Combinations of the foregoing are also employable to implement various techniques described herein. Accordingly, software, hardware, or executable modules are implementable as one or more instructions and/or logic embodied on some form of computer-readable storage media and/or by one or more hardware elements 1610. For example, the computing device 1602 is configured to implement particular instructions and/or functions corresponding to the software and/or hardware modules. Accordingly, implementation of a module that is executable by the computing device 1602 as software is achieved at least partially in hardware, e.g., through use of computer-readable storage media and/or hardware elements 1610 of the processing system 1604. The instructions and/or functions are executable/operable by one or more articles of manufacture (for example, one or more computing devices 1602 and/or processing systems 1604) to implement techniques, modules, and examples described herein.
The techniques described herein are supportable by various configurations of the computing device 1602 and are not limited to the specific examples of the techniques described herein. This functionality is also implementable entirely or partially through use of a distributed system, such as over a “cloud” 1614 as described below.
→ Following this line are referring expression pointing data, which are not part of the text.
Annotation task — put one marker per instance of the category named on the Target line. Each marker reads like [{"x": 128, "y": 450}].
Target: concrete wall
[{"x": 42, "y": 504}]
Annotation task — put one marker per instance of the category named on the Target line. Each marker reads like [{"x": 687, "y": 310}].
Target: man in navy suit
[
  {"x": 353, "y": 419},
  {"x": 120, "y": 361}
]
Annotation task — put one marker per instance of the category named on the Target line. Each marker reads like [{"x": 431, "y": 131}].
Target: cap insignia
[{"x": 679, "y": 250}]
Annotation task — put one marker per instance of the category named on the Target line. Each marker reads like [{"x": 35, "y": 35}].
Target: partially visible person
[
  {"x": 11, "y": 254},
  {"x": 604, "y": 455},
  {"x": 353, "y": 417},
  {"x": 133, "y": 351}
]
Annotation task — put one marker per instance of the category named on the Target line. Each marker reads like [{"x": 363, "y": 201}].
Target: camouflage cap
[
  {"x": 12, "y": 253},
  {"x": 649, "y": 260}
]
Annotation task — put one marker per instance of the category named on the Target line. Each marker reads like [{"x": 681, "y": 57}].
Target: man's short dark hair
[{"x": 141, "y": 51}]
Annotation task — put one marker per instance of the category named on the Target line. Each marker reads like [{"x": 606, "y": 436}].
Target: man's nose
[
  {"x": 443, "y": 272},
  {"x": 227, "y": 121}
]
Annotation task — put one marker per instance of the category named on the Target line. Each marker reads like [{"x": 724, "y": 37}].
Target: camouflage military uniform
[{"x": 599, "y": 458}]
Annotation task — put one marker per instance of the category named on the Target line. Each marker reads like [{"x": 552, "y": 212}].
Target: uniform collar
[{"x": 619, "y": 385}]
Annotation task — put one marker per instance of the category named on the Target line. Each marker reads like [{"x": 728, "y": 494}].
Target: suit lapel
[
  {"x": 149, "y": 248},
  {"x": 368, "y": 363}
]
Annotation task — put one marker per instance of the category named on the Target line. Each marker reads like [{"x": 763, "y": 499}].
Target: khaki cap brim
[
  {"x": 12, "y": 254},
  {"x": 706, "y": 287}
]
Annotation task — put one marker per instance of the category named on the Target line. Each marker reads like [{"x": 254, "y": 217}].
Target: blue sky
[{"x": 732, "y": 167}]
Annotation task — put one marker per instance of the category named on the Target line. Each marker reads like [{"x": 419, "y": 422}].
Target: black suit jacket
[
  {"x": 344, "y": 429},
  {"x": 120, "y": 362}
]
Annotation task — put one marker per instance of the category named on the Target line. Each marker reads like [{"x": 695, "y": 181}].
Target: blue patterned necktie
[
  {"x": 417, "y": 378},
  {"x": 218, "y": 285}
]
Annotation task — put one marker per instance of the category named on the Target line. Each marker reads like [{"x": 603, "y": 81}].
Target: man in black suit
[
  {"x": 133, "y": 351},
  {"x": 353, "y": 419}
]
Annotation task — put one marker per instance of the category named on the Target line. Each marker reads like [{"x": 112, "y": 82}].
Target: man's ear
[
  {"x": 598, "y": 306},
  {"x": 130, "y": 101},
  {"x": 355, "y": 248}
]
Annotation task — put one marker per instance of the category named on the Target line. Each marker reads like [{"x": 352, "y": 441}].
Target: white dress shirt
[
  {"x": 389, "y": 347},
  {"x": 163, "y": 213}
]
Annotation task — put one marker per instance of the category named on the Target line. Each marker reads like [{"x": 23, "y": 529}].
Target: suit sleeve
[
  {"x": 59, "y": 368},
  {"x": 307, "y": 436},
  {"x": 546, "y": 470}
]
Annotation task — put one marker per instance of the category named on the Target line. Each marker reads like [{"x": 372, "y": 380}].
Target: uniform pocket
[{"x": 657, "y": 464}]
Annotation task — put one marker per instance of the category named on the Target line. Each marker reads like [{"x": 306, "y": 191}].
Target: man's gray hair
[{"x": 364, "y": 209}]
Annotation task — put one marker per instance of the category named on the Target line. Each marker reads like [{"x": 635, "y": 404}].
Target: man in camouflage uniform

The cloud 1614 includes and/or is representative of a platform 1616 for resources 1618. The platform 1616 abstracts underlying functionality of hardware (e.g., servers) and software resources of the cloud 1614. For example, the resources 1618 include applications and/or data that are utilized while computer processing is executed on servers that are remote from the computing device 1602. In some examples, the resources 1618 also include services provided over the Internet and/or through a subscriber network, such as a cellular or Wi-Fi network.
The platform 1616 abstracts the resources 1618 and functions to connect the computing device 1602 with other computing devices. In some examples, the platform 1616 also serves to abstract scaling of resources to provide a corresponding level of scale to encountered demand for the resources that are implemented via the platform. Accordingly, in an interconnected device embodiment, implementation of functionality described herein is distributable throughout the system 1600. For example, the functionality is implementable in part on the computing device 1602 as well as via the platform 1616 that abstracts the functionality of the cloud 1614.
Although the invention has been described in language specific to structural features and/or methodological acts, it is to be understood that the invention defined in the appended claims is not necessarily limited to the specific features or acts described. Rather, the specific features and acts are disclosed as example forms of implementing the claimed invention.